Он снова и снова целовал кроваво-красные губы, окунался в пахнущие васильками волосы… снова жил.
А когда понял, что снова владеет своим телом — пусть и с трудом, словно продвигается под водой — обратился к бьющемуся внутри демону. К пытающемуся вырваться, вернуть контроль духу Спящего.
«Я только сейчас понял. Я спал эти пять лет. Не только ты, тварь. Спал и я. Ты не покидал меня, шевелясь во мне всё это время. Помимо шрамов и страха, ты подарил мне ночь. Черноту мыслей. Я думал о тебе постоянно. Я хотел убить тебя, несмотря на страх, непонимание и бессилие. Жаждал уничтожить тебя, хоть и не знал как. Я и сейчас не знаю, но почему бы не попробовать, а, дьявольское отродье? Уже не страшно: я спал, но все-таки проснулся. Пусть и на несколько мгновений.

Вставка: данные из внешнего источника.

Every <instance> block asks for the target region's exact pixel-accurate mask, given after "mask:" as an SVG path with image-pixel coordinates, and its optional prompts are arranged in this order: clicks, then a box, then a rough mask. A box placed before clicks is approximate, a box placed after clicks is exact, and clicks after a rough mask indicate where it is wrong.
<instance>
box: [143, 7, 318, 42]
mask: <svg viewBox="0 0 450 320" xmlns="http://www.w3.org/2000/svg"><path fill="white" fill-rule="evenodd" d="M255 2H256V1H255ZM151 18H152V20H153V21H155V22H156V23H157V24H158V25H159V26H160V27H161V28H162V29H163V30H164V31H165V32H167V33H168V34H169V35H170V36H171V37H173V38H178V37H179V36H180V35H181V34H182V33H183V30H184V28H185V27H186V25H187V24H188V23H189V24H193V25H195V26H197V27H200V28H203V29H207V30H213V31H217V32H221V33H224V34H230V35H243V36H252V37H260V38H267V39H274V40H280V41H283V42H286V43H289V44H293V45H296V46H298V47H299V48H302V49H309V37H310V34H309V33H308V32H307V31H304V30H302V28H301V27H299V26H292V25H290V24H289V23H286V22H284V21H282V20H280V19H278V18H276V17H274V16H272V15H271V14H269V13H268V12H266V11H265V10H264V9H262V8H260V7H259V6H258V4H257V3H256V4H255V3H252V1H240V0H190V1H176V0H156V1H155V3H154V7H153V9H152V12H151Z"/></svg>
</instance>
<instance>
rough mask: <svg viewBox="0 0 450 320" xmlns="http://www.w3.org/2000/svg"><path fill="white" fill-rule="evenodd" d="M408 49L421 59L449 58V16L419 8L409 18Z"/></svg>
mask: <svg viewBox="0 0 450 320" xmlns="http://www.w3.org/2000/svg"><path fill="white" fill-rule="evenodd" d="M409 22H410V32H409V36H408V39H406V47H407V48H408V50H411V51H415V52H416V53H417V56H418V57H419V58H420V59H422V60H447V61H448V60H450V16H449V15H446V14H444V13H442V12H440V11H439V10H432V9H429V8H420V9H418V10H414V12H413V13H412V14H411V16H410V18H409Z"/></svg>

Я не знаю, что такое любовь, но испытал полёт и был счастлив. Я жил. Я любил. Я принадлежал не только себе…. Бери меня за руку — нам предстоят разные сны. И пусть они продлятся вечность».
Он сорвал с цепочки чёрную сферу, не обращая внимания на бугристые волосатые руки и жёлтые когти. Лишь боялся уронить сосуд.
Спящий предпринял отчаянную попытку вырваться из плена. Чёрные потоки ярости и тошнотворных образов обволокли сознание Кариба, попытались задушить.
«Элая, уедем… вдвоём, милая… Я — твой…»
Он медленно, невероятными усилиями удерживая контроль над плотью, поднёс лапу к лицу и кинул шарик в пасть. Раскусил.
Рвущий перепонки крик Спящего оглушил его. Чуть не сорвавшись в беспамятство, он тоже мысленно закричал. Жидкость обожгла горло, огненной волной хлынула в пищевод. Она выжигала органы, расплавленным свинцом растворяла в себе ткани и кровь. Колдовской огонь поедал не только тело — испепелял душу.
«Гори! Гори! Гори, тварь! Пусть придёт огонь! Это тело станет твоей могилой! Гори!»
Кариб кричал, заглушая слабеющий рёв демона, до последнего не выпуская древний дух из ментальной хватки, загоняя тёмное нечто в подвалы собственного сознания.
Кариб опустил веки и увидел Элаю. На её голове был венок из полевых цветов, она улыбалась…
Наступило утро.
Рыдающую девушку оттащили от обезображенного тела.
— Он не просто лишился кожи, — сказал солтыс. — Он словно сгорел изнутри.
Элая тяжело опустилась на колени, полы юбки разметались по кирпичному бою и пыли. Кариб был мёртв. Она положила лицо в перепачканные кровью и сажей ладони, содрогнулась всем телом.
— Как думаешь, им удалось убить демона? — донеслось издалека.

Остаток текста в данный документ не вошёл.